Decido
volver a caminar por los paisajes que Dionisia García me dio a conocer, hace
treinta años, en su volumen Antífonas. En aquel paseo, lo recuerdo bien,
descubrí innumerables flores que ahora, sin haber perdido ni un solo pétalo y
sin haber visto ajado su color o su aroma, vuelven a ofrecerse ante mis ojos.

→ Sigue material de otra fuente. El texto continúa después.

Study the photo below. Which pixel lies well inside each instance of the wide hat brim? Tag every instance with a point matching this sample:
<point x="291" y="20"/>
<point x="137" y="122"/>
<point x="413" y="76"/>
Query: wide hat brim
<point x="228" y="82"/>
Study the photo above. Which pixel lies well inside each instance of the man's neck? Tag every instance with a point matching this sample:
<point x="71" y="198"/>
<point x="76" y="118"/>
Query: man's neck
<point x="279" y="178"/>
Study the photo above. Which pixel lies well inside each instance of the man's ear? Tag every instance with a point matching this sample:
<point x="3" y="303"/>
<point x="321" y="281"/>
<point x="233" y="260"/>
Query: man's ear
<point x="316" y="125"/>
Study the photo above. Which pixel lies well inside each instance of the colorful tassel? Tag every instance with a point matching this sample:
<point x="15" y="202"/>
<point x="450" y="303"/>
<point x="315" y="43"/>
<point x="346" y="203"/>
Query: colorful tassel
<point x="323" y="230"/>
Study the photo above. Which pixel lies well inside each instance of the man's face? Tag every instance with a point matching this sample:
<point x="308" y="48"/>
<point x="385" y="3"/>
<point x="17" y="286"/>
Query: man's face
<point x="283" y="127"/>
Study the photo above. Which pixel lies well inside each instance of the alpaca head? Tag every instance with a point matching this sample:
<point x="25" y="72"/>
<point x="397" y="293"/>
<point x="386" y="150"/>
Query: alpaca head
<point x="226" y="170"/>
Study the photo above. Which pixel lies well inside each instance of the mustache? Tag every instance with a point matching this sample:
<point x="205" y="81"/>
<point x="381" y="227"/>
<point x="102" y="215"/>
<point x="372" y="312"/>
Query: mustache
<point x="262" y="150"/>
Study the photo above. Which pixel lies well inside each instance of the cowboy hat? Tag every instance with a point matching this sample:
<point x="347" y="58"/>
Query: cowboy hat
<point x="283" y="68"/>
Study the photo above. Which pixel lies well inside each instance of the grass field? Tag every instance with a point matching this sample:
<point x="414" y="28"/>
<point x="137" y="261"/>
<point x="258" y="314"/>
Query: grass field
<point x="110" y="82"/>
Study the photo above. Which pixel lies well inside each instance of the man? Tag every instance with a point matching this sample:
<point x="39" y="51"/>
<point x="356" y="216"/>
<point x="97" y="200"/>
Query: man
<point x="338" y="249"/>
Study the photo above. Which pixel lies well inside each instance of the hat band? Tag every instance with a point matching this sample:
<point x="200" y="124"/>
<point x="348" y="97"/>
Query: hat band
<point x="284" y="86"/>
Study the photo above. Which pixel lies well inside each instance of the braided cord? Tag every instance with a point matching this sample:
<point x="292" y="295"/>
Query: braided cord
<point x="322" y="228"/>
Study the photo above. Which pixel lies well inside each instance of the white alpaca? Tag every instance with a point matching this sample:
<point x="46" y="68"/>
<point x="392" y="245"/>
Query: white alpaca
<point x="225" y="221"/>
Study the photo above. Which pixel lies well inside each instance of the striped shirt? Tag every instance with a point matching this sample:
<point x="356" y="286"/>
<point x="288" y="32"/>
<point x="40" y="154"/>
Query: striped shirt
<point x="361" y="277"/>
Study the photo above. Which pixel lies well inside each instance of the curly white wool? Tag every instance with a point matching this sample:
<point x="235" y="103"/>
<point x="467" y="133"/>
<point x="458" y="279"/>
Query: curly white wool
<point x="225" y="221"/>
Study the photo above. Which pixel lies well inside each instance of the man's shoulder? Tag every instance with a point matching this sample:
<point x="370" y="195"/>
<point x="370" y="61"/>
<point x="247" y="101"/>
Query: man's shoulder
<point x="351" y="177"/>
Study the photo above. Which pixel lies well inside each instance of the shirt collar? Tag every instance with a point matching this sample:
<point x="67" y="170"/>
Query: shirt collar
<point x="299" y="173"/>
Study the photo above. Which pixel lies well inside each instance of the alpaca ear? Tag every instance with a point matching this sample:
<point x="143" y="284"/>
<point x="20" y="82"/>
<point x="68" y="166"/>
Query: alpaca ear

Permítanme que recoja algunas, mientras camino… Descubro primero a un hombre
que se encuentra en un banco, abatido por una fatiga polvorienta, y la autora
nos habla de su “bostezo quebrado”. En una fuente cercana, el agua nos muestra
su “tacto indócil”, mientras que la tarde, al declinar, es un ejemplo de cómo
“hierve la hermosura”. No tardará en acudir la lluvia. O, dicho con las
palabras de Dionisia, “el río vertical hizo presencia”. En lo alto, cruzando el
cielo con majestad y ojos implacables, los halcones son “espaciales geómetras”,
en tanto que el relente se manifiesta con sus “garfios fríos”. Y la noria,
humilde y altiva, mueve de continuo “su garganta acuática”.
Poeta
siempre, poeta ante todo, Dionisia García destila con el alambique de su mirada
la realidad exterior, transmutándola y convirtiéndola en el oro de sus versos,
que no alcanzan su plenitud solamente cuando hablan de parterres o de viejas
ciudades, de arpas o de cajones antiguos, de las murallas de Jericó o de
mariposas, sino que extienden su manto lírico hasta la figura de Charlot, el
pan recién hecho, un circo, una soga basta e incluso el mundo de la guerra,
donde nos logra estremecer hablando de aquellos caídos que “no sabrán quién
perforó su piel inútilmente, / quién quiso que cedieran el cuerpo, cedro joven,
/ al olvido del tiempo”.
He sido muy feliz reencontrándome, una vez más, con estos poemas antiguos de la gran Dionisia García.